La mafia è come il terrorismo: prospera
se può contare su connivenze e spazi liberi, si disintegra di fronte a una
repressione decisa. Tra errori e colpi di coda, ma alla fine non sfugge: non si
sfidano impuni le istituzioni, se le istituzioni esistono.
Hanno reagito le istituzioni dopo l’11
settembre mafioso? Si e no. Molta pulizia è stata fatta. Ma perché si dà la
caccia a Matteo Messina Danaro? Cioè: perché non lo si prende, a Castelvetrano
o a Palermo, dove si è rifugiato – non lontano, il mafioso è radicato, non può vivere fuori, e a spese di chi? 61 arresti, si dice, sono stati fatti di fiancheggiatori, ma questo non
esalta la repressione, esalta il latitante. Che era e non era un mafioso alla
Riina, ignorante e feroce.
Messina Denaro è latitante da quando
aveva trent’anni. Leggeva, scriveva, e era amico e commensale di eccellenti
signore di Palermo e dintorni. Era un confidente? Succede anche nel terrorismo,
che molti che si potrebbero disinnescare o eliminare senza difficoltà, hanno
spazio di agire.
La
servitù della concisione
Alla Tonnara di Palmi il cameriere in pizzeria, che serve
anche il pesce, è scettico: “Non si pescano nemmeno le alici da conservare per
l’inverno”.
Il cliente si dà una spiegazione. Il cameriere è ignorante - non è pescatore? Ce l’ha col padrone? Vuole solo dire, onestamente,
che la pesca è rara e difficile, che si pesca poco, che c’è poco pesce da
pescare, che il più viene pescato dai pescherecci d’altura, tutti forestieri,
molti stranieri, per lo più giapponesi?
La ragione è questa, tutti la sanno, ma
il cameriere non la dice, la darà per intesa.

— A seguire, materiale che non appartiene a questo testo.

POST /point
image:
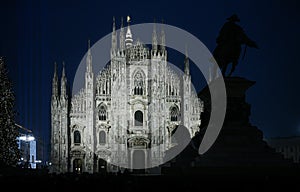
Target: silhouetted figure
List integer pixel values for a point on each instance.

La concisione non aiuta, che però
è un abito mentale che non si dismette. Era la maniera d’intendersi delle
società chiuse. Dove gli interlocutori hanno un patrimonio di conoscenze
comuni. Si sono già spiegati sullo stesso argomento, magari indirettamente,
attraverso parentele, conoscenze, frequentazioni. Ora spiega solo perché il Sud
non si sa vendere. Anzi, volentieri collabora con chi vuole solo distruggerlo o
tenerlo in soggezione, dando cioè per scontata una comunione di opinioni,
proposti, sentimenti che invece non c’è, quando non c’è che avversione.
Qualsiasi fustigatore del Sud trova al Sud collaboratori volenterosi.
Quando questi si fanno pagare è già un
po’ meglio – se non altro sanno di che si tratta.
Calabria
Houellebecq
ha nel racconto “Lanzarote” l’“autoctono” in terra di turismo: “Perfettamente
insensibile alla bellezza del suo quadro naturale, l’autoctono s’ingegna in
generale a distruggerlo”.
Lanzarote
è un’isola delle Canarie ma in Calabria il suo autoctono non avrebbe sfigurato.
Vi
muoiono molti tedeschi. Alarico per primo, il re de Goti. Enrico VII, l’erede ribelle
di Federico II, anch’egli vicino a Cosenza – dove però è stato sepolto, con
tutti gli onori malgrado la ribellione, nel Duomo.
Di
Alarico si sono perdute le tracce, che si tenta periodicamente di ritrovare nel
letto del Busento, deviandolo ora a un’altezza ora a un’altra. In realtà non facendo nulla. Se
ne dà annuncio per sghignazzo, alle spalle del proponente, in genere un “professore”,
cioè un insegnante. Ma questo la stampa nazionale non lo capisce: scherzare è
proibito.
Si
scioglie un consiglio comunale in Calabria, a Laureana, e il commissario prefettizio,
Anna Manganelli, per prima cosa che fa? Sigilla il contatore a un vecchio convento
francescano assegnato a una scuola di musica. I ragazzi non votano, ma i
genitori e i maestri per chi devono votare? Poi dice che c’è il voto di scambio,
anche per il contatore.
“Paulaner”,
la birra tedesca, non dovrà il nome ai frati minimi di san Francesco da Paola,
chiamati in Germania appunto Paulaner? Sì, il birrificio fu costruito quattro secoli
fa a Monaco di Baviera dai frati Minimi del convento di Neudeck sull’Au. Ma non
è una curiosità: c’è molto snobismo nei mondi arretrati.
Swinburne,
“Viaggio in Calabria”, raccoglie questo aneddoto: Ceronda, tiranno di Thurium,
avendo stabilito la pena di morte contro chiunque entrasse armato nel Senato,
ed essendosi accorto che per la fretta proprio lui aveva portato una spada in
assemblea, “se la immerse nel petto”. Improbabile ma verosimile, la presunzione
è d’obbligo.
Thurium
è il nome latino della città magno greca di Thurii, presso Sibari.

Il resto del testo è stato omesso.